Monday, January 6, 2014

The strange bedfellows of the education reform movement

Mercedes Schneider has a post that beautifully illustrates some of the complexities and contradictions of the reform movement using the example of this big-budget campaign:
On December 10, 2013, the Center for Union Facts (CUF) (don’t believe the name) sponsored a full-page ad in the New York Times attributing the “high school slip in global rankings” to a single issue: The failure of American Federation of Teachers President Randi Weingarten to promote merit pay for teachers.

The ad reads,

We have fallen behind Latvia, Estonia, and Vietnam in science and math. The teachers union continues to protect incompetent teachers and refuses to reward outstanding teachers with merit-based pay. Randi Weingarten, head of the American Federation of Teachers, fights against reforms that would help fix our failing schools.
Later in the post, Schneider provides some background on CUF:
The Center for Union Facts is one of five nonprofit “front groups” run by lobbyist Rick Berman of Berman and Company:

American Beverage Institute

Center for Consumer Freedom

Center for Union Facts

Employment Policies Institute Foundation

Enterprise Freedom Action Committee

These “front groups” offer mission statements that disguise the agenda of hidden supporters. CUF is Berman’s front for union bashing.
(Schneider's follow-up is also worth checking out.)

For more on Berman, here are the first few lines of his Wikipedia page:
Richard B. Berman (born 1942) is a Washington, D.C.-based lawyer, public relations executive, and lobbyist. Through his public affairs firm Berman and Company, Berman runs several industry-funded non-profit organizations such as the Center for Consumer Freedom[1] and the Center for Union Facts.[2] Berman's organizations have run numerous media campaigns on the issues of obesity, smoking, mad cow disease, taxes, the national debt, drinking and driving, as well as the minimum wage.[3][4][5] 60 Minutes has called him "the booze and food industries' weapon of mass destruction,"[4] labor union activist Richard Bensinger gave him the nickname "Dr. Evil,"[3][4] and Michael Kranish of the Boston Globe has dubbed him a “pioneer” in the “realm of opinion molding.”[6]

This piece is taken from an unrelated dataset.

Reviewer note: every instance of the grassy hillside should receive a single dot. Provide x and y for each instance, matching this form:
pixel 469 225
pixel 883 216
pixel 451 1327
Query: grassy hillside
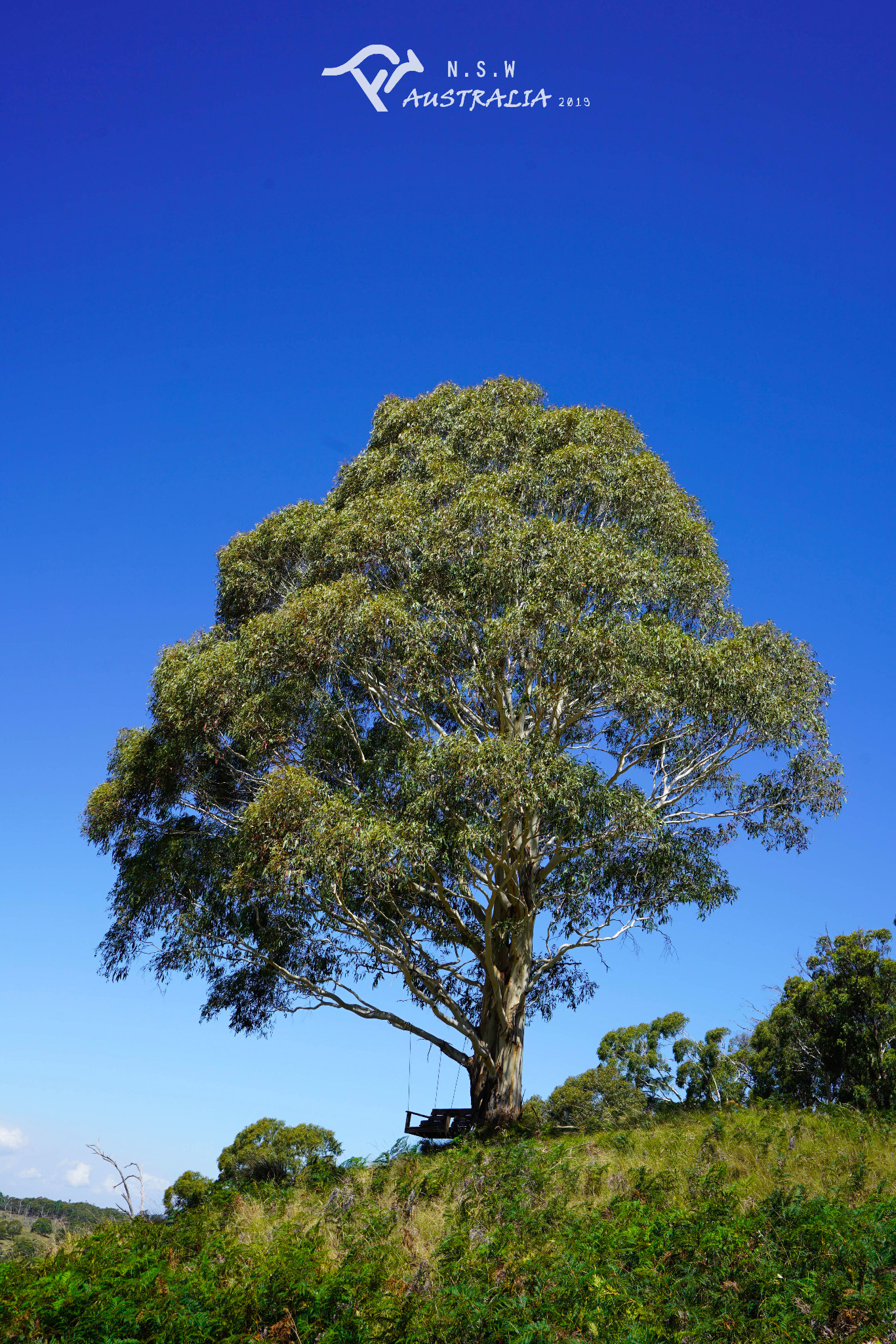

In September 2013, the Huffington Post included Berman on its “list of the 20 most influential members of the power elite.[7]

Just to be clear, most people in the reform movement are motivated by a sincere desire to improve education, particularly among the disadvantaged, but that doesn't mean we can dismiss the influence of groups with other agendas. There is no part of the movement that has not gotten significant support from some group hostile to unions (such as the Walton family) and, because of the highly interconnected social structure of the movement and the lack of firewalls, almost every major player in the movement is at best one or two degrees of separation from an anti-union activist (for example, David Coleman, the father of the Common Core initiative, was a founding member on the board of Michelle Rhee's StudentsFirst, which is pretty ground zero for the anti-labor wing of the movement).

This doesn't mean that we should look at most movement initiatives as covert attempts at union busting; that's not how influence works. Very seldom do you buy people outright. Instead you generally plant a bias that's subtle enough to go unnoticed by those affected. People like Jonathan Chait are not anti-labor but they've been nudged into some extremely anti-labor positions and have generally remained unaware of the process.